I agree with you that it is "spooky." When I remember Nabokov's reply "I know more than I can express in words, and the little I can express would not have been expressed, had I not known more" (Strong Opinions 45) when asked if he believes in God, I feel a little chill (salutary? I don't know) as he hopes and I presume that his problem is that he cannot explain something beyond explanation but not that he does not know or imagine it--like Mr. R, who has found something unknown to man but gives up writing it in a great book. Or Nabokov could explain it, but would not.
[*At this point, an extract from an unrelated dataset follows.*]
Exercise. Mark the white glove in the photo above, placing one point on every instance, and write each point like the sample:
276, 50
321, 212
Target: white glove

In her well-known introduction to Stiki in which she points out Nabokov's otherworldliness, Vera writes, "He came closest to expressing it [the theme of otherworldliness], however, in the poem 'Slava' ('Fame') where he defined it quite frankly as a secret that he carries within his soul and that must not and cannot be revealed." And she cites from the poem, "That main secret tra-ta-ta tra-ta-ta tra-ta-/ and I must be overexplicit..." (In Poems and problems, the line is "I must not too explicit" ). I am tempted to connect these tra-ta-ta's with Transparent Things, Tralatitions and Tractatus. But, I might be going too far...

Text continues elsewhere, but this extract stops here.